Solution Step 2: Comparative Metagenome Analysis with SIAMCAT

General note: this guide has been written assuming you use a R.

Download the taxonomic profiles and metadata

Look at the metadata, how many controls (CTR) and cases (CRC for colorectal cancer) are there?

Solution

Load the data:

load(url("https://zenodo.org/record/6524317/files/motus_profiles_study1.Rdata"))
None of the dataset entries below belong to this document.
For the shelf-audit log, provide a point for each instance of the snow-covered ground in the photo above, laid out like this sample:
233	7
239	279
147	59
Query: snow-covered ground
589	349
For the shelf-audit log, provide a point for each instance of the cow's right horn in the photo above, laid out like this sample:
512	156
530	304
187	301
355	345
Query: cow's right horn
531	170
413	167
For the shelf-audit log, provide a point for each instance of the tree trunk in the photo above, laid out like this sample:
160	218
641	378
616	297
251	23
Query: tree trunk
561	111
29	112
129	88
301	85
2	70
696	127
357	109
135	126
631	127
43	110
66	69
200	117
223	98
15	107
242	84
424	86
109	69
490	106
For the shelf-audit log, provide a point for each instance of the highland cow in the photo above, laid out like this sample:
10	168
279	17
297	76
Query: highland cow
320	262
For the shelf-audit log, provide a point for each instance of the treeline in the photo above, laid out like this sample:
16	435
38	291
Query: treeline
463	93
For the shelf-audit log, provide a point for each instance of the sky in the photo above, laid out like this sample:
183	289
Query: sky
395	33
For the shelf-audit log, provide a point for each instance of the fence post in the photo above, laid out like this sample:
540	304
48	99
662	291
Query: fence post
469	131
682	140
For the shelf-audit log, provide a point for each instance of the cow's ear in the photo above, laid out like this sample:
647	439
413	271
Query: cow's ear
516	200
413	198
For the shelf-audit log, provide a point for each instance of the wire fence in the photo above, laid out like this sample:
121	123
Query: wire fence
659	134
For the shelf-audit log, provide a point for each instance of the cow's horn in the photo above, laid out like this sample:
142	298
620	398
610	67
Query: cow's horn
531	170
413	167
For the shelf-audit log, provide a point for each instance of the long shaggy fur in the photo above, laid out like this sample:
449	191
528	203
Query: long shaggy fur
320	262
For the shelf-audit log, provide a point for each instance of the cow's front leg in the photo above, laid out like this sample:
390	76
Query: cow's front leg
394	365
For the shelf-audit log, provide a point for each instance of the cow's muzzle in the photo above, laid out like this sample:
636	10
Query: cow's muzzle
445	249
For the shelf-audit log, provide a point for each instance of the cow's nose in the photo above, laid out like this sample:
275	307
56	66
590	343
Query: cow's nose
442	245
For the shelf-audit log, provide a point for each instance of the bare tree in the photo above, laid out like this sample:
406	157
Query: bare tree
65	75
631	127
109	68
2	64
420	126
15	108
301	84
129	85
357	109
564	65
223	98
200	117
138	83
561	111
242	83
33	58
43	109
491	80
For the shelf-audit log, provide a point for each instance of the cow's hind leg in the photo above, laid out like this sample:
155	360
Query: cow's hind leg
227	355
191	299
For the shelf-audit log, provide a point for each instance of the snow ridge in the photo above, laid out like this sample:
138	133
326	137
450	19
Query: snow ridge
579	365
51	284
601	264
We can check what there is in the metadata with:

head(meta_study1)

There are many columns, but the one we are interesed in is "Group":

table(meta_study1$Group)

Which results in:

CRC CTR 
 46  60

There are 46 profiles from diseased patients (CRC) and 60 profiles from healthy individuals. We can check if there is an overall trend in the profiles looking at a PCA plot:

rel_ab = prop.table(motus_study1)
log_rel_ab = log10(rel_ab+ 10^-4)

# remove zero rows
log_rel_ab = log_rel_ab[rowSums(rel_ab) > 0,]

pc <- prcomp(t(log_rel_ab),
             center = TRUE,
             scale. = TRUE)

df = data.frame(
  pc1 = pc$x[,1],
  pc2 = pc$x[,2],
  Group = as.factor(meta_study1[rownames(pc$x),"Group"])
)

ggplot(df,aes(x = pc1,y = pc2, col = Group)) + geom_point()

Overall there is not a big shift visible from the PCA.

Identify which species show an association to colorectal cancer patients

Try to apply a t-test or a Wilcoxon test to your data.

Solution

Since we observed before that the data is not normally distributed, we can use a Wilcoxon test instead of a t-test. We can test all microbial species for statistically significant differences. In order to do so, we perform a Wilcoxon test on each individual bacterial species.

# use the same log transformed data as before
rel_ab = prop.table(motus_study1,2)
log_rel_ab = log10(rel_ab+ 10^-4)

# remove zero rows
log_rel_ab = log_rel_ab[rowSums(rel_ab) > 0,]

# we go through each measured species
p.vals <- rep_len(1, nrow(log_rel_ab))
names(p.vals) <- rownames(log_rel_ab)

for (i in rownames(log_rel_ab)){
  x <- log_rel_ab[i,]
  y <- meta_study1[colnames(log_rel_ab),]$Group
  t <- wilcox.test(x~y)
  p.vals[i] <- t$p.value
}
head(sort(p.vals))

Result:

                  Dialister pneumosintes [ref_mOTU_v3_03630] 
                                                1.277337e-07 
 Fusobacterium nucleatum subsp. animalis [ref_mOTU_v3_01001] 
                                                1.137605e-06 
           Olsenella sp. Marseille-P2300 [ref_mOTU_v3_10001] 
                                                2.184340e-05 
Fusobacterium nucleatum subsp. vincentii [ref_mOTU_v3_01002] 
                                                5.576030e-05 
          Anaerotignum lactatifermentans [ref_mOTU_v3_02190] 
                                                8.752588e-05 
Fusobacterium nucleatum subsp. nucleatum [ref_mOTU_v3_01003] 
                                                1.667614e-04

The species with the most significant effect seems to be Dialister pneumosintes, so let us take a look at the distribution of this species:

species <- 'Dialister pneumosintes [ref_mOTU_v3_03630]'
df.plot <- data.frame(
  log_rel_ab = log_rel_ab[species,],
  group = meta_study1[colnames(log_rel_ab),]$Group
)

ggplot(df.plot, aes(x=group, y=log_rel_ab)) +
  geom_boxplot(outlier.shape = NA) +
  geom_jitter(width = 0.08) + 
  xlab('') + 
  ylab('D. pneumosintes rel. ab. (log 10)')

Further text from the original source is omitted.